Dunque, ecco dopo “Sale quanto basta” del 2013 Paolo Angeli pubblica S’Û che, nella sua edizione limitata, include un libretto che contiene un frammento autobiografico e la descrizione dei singoli brani.

Ora, bisogna porsi il problema se queste annotazioni vadano lette prima, durante o dopo l’ascolto. Si deve scegliere. Agli impavidi consiglio la lettura a posteriori: giusto per vedere se quanto comunicato dalla musica corrisponde a quanto immaginato durante l’ascolto. Perché – e questa è una delle sfide della musica – non sempre quanto si vuole comunicare corrisponde esattamente a quanto viene recepito dal fruitore, soprattutto in situazioni non schematiche ed organizzate come quelle proposte dal jazz e dalla musica improvvisata o di quella così deliziosamente sfuggente di Paolo Angeli.

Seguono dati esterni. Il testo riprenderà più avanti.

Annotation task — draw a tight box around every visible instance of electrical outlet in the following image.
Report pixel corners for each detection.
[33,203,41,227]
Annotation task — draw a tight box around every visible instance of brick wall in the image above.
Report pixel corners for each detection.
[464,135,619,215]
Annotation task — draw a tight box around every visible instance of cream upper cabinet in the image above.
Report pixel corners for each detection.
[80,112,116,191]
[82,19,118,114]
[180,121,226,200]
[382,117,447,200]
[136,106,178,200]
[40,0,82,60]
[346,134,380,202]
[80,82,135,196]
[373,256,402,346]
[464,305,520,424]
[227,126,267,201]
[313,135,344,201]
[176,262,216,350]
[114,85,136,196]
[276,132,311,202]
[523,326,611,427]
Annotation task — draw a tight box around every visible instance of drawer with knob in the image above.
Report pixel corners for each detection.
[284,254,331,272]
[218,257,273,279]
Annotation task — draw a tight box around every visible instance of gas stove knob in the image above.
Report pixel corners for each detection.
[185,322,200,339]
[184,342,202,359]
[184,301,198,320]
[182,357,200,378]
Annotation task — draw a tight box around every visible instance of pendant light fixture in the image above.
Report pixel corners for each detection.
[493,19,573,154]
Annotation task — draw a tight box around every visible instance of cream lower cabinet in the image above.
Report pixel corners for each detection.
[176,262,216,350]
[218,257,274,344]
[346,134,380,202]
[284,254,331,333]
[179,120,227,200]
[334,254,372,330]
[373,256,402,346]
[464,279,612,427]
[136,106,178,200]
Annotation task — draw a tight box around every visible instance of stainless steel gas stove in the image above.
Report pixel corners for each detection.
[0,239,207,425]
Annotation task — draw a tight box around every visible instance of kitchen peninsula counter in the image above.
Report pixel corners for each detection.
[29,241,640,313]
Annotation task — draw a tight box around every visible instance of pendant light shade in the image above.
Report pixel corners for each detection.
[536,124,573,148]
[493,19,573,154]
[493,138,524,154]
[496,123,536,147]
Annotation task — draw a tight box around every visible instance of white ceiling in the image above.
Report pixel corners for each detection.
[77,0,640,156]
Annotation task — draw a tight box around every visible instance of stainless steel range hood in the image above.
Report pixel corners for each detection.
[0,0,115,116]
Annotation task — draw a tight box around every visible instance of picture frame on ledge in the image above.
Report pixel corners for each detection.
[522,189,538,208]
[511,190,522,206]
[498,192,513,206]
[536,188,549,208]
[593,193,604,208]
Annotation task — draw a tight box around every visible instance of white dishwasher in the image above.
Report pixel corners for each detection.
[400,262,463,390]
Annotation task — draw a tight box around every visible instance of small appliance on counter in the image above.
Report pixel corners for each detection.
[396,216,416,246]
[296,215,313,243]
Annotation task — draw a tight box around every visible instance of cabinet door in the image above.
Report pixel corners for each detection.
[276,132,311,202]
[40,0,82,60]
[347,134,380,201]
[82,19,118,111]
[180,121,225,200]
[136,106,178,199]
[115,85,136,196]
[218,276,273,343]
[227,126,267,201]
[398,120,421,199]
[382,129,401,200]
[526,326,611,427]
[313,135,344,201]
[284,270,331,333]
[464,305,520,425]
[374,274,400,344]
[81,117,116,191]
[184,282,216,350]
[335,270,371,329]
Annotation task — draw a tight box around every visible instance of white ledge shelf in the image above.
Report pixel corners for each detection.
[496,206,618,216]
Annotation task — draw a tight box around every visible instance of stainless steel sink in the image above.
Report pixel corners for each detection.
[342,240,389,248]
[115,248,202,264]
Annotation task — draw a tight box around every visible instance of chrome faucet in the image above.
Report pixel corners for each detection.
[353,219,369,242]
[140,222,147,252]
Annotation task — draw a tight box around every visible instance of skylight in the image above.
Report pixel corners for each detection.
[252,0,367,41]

Sì certo, i piedi sono ben fissi nella terra madre (“Mi e La” con testo di Anton’Istevene Demuro, uno dei protagonisti della stagione dei Cantadores dei primi decenni del Ventesimo Secolo, “Mancina” aria danzante, come forse la suonerebbe oggi Efisio Melis), ma si parla e si descrive anche altro: la disperazione dei migranti nordafricani in “Melilla” e di quelli transadriatici della nave “Vlora” (e qui Angeli si riferisce alla vicenda dell’omonima nave arrivata nel porto di Bari il 7 agosto del 1991 con ventimila albanesi alla ricerca de La Merica e poi rimpatriati dal Cossiga nostrano).

Il mare, la Sardegna, le miniere abbandonate del Sulcis, la casa a Bosa con i pescatori, Punta Palau. Si dice che la cultura sarda è millenaria, ancestrale, fissa. Eppur si muove verso il futuro grazie a musicisti come Angeli, visionari artisti che trascinano in avanti la tradizione popolare fino a diventarne parte essi stessi. Come i rami più giovani e più lontani dalle radici di un millenario ulivo.